President Franklin D. Roosevelt said: “The only thing we have to fear is fear itself.”

Speaker and “Fearless Living” author Rhonda Britten agrees.

“Fear kills,” she said. “It kills relationships. It kills careers. It steals self-esteem. It takes away your ability to love, thinking that you can’t love or that you’re unlovable. It takes away your passion. It covers up your purpose.

“Fear is the only thing that stands between you and your ability to succeed in any area of your life.”

Today Britten tours internationally, speaking to audiences about how to live without fear. Recently she was in the Kansas City area for a book signing.

And she knows her subject well. Rhonda Britten got a hard lesson in fear in 1975, when she was just 14 years old.

“My parents had recently separated,” she said. “It was Father’s Day and my father was coming over to take us to brunch. As he comes over, my dad goes to his trunk to get a coat, but he didn’t get a coat. He got a gun.”

It was then, she said, that her worst fear was realized.
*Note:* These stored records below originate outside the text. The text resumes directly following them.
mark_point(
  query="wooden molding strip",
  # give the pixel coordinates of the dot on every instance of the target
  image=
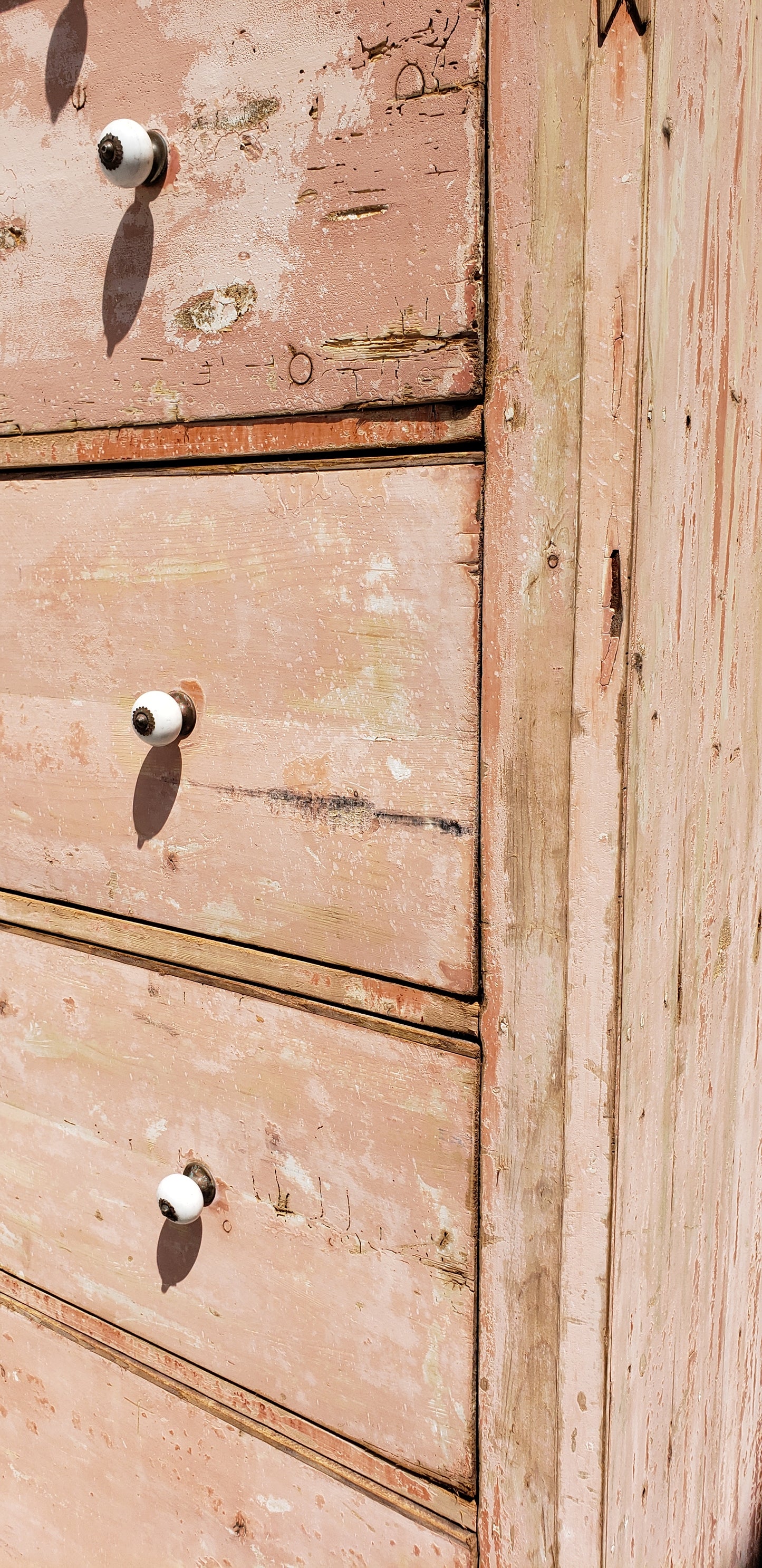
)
(368, 430)
(295, 977)
(421, 1499)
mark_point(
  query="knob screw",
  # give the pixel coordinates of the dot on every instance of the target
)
(143, 722)
(110, 151)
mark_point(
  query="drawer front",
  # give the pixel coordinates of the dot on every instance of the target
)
(325, 803)
(334, 1271)
(101, 1467)
(317, 237)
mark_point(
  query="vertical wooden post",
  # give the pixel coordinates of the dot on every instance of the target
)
(537, 225)
(686, 1478)
(615, 178)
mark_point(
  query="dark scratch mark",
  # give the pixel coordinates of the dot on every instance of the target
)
(397, 344)
(336, 811)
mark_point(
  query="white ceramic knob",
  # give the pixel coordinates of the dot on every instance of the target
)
(162, 717)
(182, 1198)
(132, 156)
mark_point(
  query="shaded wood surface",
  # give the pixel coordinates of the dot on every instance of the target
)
(435, 426)
(537, 179)
(684, 1480)
(334, 1271)
(328, 624)
(256, 1415)
(182, 1480)
(317, 242)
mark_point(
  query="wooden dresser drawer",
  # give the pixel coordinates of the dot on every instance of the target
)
(102, 1468)
(317, 241)
(325, 803)
(334, 1271)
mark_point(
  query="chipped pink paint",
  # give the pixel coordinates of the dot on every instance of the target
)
(317, 241)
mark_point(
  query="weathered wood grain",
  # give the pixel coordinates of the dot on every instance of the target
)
(102, 1464)
(317, 242)
(325, 803)
(334, 1271)
(435, 426)
(684, 1480)
(383, 999)
(256, 1415)
(616, 137)
(537, 179)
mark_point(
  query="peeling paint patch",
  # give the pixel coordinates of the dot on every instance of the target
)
(399, 342)
(244, 118)
(352, 214)
(215, 310)
(13, 234)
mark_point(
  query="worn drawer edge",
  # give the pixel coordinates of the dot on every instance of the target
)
(421, 1499)
(363, 430)
(294, 977)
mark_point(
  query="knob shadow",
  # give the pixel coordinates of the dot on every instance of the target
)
(156, 791)
(128, 268)
(178, 1248)
(65, 55)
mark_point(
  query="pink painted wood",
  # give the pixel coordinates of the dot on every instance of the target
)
(317, 242)
(99, 1467)
(334, 1271)
(325, 803)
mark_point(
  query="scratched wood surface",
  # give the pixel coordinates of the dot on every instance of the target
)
(334, 1271)
(99, 1467)
(616, 137)
(538, 94)
(686, 1473)
(325, 803)
(317, 242)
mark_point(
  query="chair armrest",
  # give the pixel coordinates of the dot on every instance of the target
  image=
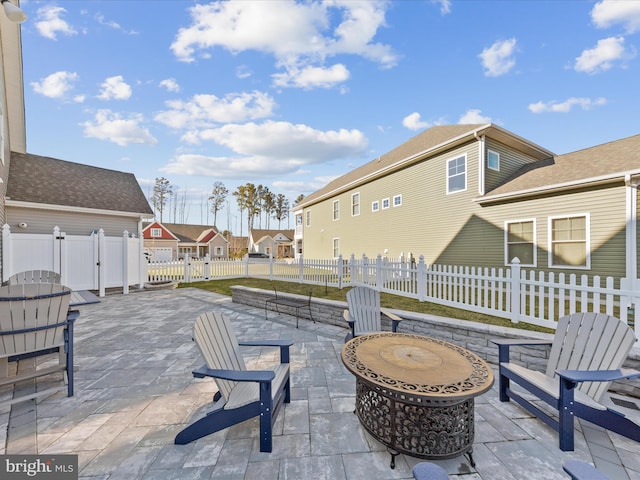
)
(235, 375)
(578, 376)
(283, 344)
(505, 343)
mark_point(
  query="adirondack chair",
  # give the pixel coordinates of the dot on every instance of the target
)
(243, 394)
(35, 320)
(586, 354)
(34, 276)
(364, 312)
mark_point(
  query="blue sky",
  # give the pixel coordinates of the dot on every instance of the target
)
(293, 94)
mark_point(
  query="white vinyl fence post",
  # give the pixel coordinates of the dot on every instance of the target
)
(6, 252)
(515, 290)
(102, 248)
(125, 262)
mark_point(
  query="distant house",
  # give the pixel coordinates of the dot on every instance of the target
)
(277, 243)
(44, 192)
(479, 195)
(167, 241)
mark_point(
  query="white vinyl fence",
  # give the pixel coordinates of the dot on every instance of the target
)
(85, 262)
(520, 295)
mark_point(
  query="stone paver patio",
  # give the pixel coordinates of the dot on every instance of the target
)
(134, 392)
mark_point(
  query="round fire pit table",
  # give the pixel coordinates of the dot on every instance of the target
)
(415, 394)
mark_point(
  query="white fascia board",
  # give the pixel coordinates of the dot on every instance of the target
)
(593, 181)
(67, 208)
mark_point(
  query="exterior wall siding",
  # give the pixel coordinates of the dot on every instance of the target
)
(72, 223)
(454, 228)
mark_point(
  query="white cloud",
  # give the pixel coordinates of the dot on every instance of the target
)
(445, 6)
(55, 85)
(567, 105)
(270, 148)
(49, 22)
(115, 88)
(413, 122)
(205, 110)
(473, 116)
(607, 13)
(602, 56)
(110, 126)
(299, 35)
(498, 58)
(170, 84)
(310, 77)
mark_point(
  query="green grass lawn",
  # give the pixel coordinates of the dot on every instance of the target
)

It’s what Britten calls a universal fear: the fear that you’re not good enough.

“Within 30 seconds I saw my father murder my mother and commit suicide,” she said.

For the next 11 years Britten struggled with fear, nightmares and suicide attempts  until she finally decided to master her fear. She said it was “either that or die.”

So how can you tell whether you’re living fearlessly?

“If you complain, if you make excuses, if you beat yourself up, if you get disappointed, if you worry, if you can’t accept a compliment  you have fear,” she said.

There’s only one way to start living without fear  by mastering it, rather than overcoming or confronting it, Britten said.

“Give up complaining  give up your excuses. Start taking responsibility for your life,” she said. “That will start building up your self-confidence to give you the ability to take more risks and have the life of your dreams.”